Limite de emissão
Decreto-Lei n.º 78/2004, de 3 de Abril :
“ A fixação de valores limite de emissão na fonte para os poluentes mais significativos, pelos seus efeitos na saúde das populações eno ambiente em geral, constitui medida essencial para uma política de prevenção e controlo da poluição atmosférica.”
Os gases com efeito de estufa (GEE) são responsáveis pelas mais intensas alterações climáticas da atualidade, de modo que nas últimas décadas esse fenômeno tem ganhado bastante atenção. Grande parte desses gases é produzida pelos seres humanos em diversas atividades, principalmente na queima de combustíveis fósseis, atividades industriais e queimadas de florestas.
O Protocolo de Quioto, qual Portugual é estado-membro, tem como um dos seus pricipais objetivos a redução das emissões de gases do efeito estufa.
As quotas de poluição funcionam como instrumento de regulação direta, que, de certa forma, torna o Governo mais flexível em relação às necessidades das industrias, que necessitam se adaptar ou não possuem condições de eliminar completamente a emissão de certos gases, podendo gerar efeitos sérios no mercado.
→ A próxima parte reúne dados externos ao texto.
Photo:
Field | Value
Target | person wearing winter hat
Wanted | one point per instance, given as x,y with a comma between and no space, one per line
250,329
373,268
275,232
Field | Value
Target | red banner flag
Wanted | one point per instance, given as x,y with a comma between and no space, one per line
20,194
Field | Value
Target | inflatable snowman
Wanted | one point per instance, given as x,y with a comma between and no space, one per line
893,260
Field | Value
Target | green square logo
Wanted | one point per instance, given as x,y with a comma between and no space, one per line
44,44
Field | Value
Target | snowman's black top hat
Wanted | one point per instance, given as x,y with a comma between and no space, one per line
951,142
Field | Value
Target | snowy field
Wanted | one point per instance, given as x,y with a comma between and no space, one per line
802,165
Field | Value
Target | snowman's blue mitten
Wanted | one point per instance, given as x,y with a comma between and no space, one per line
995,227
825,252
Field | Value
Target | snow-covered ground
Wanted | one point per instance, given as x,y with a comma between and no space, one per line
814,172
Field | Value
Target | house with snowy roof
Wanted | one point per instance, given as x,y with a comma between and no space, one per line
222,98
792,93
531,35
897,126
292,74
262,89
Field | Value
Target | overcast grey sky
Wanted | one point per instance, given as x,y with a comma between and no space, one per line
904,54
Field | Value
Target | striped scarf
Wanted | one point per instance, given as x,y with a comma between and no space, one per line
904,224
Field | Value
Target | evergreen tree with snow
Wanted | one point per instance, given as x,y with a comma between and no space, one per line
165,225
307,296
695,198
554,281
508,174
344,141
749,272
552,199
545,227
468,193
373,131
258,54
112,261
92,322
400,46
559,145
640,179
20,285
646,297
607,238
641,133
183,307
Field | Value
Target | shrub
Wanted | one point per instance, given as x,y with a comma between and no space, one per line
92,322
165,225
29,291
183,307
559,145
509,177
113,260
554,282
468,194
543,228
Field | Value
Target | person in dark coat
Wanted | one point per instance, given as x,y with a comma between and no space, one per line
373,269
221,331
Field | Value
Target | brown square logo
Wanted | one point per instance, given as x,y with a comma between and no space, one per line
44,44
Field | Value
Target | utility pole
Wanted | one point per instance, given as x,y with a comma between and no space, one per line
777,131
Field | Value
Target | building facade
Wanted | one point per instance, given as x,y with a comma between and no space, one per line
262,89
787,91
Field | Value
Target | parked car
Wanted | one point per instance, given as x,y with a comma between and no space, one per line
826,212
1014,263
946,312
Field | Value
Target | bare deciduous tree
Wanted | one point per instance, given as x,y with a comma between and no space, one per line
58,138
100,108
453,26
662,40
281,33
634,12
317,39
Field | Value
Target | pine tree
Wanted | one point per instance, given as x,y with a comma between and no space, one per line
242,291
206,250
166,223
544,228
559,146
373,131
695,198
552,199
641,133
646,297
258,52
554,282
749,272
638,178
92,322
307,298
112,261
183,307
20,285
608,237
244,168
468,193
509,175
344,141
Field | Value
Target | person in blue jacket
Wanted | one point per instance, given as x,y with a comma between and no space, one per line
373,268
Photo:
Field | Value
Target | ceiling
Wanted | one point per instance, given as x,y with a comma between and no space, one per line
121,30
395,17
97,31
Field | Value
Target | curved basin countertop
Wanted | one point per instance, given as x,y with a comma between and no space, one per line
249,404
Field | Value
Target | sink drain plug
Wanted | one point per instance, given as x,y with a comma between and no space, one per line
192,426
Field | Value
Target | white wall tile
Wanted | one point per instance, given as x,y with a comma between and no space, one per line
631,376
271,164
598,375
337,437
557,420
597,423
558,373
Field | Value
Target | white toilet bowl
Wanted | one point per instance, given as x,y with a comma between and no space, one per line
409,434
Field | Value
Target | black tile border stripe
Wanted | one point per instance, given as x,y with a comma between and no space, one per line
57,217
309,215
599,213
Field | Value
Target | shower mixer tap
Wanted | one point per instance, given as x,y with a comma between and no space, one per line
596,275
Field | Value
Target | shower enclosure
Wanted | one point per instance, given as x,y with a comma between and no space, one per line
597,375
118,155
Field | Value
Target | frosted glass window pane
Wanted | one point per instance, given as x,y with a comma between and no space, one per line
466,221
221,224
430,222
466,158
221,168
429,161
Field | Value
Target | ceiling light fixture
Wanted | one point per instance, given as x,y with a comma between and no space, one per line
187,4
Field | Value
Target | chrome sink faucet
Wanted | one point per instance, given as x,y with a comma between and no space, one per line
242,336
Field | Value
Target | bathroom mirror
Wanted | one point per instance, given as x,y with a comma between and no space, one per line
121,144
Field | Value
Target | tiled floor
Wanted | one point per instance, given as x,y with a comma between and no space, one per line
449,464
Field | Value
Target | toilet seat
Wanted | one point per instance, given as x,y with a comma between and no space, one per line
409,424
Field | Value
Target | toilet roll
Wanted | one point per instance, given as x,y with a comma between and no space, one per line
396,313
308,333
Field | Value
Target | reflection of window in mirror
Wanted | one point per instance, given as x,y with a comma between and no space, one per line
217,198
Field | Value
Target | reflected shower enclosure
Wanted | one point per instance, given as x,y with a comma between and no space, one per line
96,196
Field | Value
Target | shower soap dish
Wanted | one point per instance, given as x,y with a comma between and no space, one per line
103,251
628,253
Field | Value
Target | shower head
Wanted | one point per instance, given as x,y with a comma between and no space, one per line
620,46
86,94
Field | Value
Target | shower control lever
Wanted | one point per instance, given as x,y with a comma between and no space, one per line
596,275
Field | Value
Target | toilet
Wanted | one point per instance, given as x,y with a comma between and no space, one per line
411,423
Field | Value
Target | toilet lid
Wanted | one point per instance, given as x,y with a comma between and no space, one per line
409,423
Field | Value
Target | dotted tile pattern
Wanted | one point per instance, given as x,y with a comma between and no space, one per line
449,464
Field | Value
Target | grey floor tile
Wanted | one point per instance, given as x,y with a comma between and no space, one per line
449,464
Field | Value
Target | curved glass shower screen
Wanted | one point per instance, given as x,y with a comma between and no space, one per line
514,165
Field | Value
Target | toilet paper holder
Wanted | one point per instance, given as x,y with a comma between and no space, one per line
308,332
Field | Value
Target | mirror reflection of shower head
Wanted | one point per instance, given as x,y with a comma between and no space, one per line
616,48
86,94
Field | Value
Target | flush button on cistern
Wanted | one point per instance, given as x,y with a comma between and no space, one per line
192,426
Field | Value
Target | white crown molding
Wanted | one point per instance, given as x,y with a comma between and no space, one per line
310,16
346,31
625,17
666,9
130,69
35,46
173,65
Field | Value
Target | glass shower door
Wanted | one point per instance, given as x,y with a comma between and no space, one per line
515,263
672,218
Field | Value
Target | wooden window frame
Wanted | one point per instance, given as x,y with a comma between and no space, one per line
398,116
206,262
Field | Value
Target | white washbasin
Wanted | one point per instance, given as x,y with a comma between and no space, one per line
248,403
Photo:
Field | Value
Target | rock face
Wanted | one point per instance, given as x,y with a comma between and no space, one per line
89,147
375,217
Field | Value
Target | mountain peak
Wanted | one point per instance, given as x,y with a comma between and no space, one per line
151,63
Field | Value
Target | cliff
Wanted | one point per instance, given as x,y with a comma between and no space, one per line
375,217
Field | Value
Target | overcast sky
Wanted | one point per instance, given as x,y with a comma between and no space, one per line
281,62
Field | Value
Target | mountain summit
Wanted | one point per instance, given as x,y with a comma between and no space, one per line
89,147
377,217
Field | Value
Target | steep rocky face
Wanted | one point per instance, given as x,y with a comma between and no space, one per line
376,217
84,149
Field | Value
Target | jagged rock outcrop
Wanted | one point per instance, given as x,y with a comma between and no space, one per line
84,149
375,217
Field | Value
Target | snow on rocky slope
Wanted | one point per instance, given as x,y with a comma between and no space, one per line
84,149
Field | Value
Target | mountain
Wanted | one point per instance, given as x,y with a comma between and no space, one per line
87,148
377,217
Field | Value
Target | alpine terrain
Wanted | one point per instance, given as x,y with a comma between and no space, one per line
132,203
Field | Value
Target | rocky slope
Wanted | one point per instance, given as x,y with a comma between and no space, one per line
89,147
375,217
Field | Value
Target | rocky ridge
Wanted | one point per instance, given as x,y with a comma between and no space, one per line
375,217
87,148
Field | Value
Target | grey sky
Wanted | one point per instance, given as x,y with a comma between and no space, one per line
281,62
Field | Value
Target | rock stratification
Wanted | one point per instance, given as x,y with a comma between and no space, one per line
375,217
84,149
Desse modo o Governo estabelece um máximo de poluição considerado aceitável para cada poluente, levando em conta as circunstâncias e os impactos. O Título de emissão de gases do efeito estufa (TEGEE) é a licença concedida pelo orgão responsável, em Portugual pela Agência Portuguesa do Ambiente (APA), para a emissão de GEE. O artigo 5.o, 1 , do DL 127/2013, determina as instalações que devem possuir essa licença.
CELE
Se o poluidor, que pussui LE, conseguir diminuir as suas emissões, poderá vender as quotas que não precise mais . Do mesmo modo, aquele poluidor que não consiga reduzir as emissões ao nível considerado aceitável para sua industria, poderá comprar as licenças de outras industrias da Europa.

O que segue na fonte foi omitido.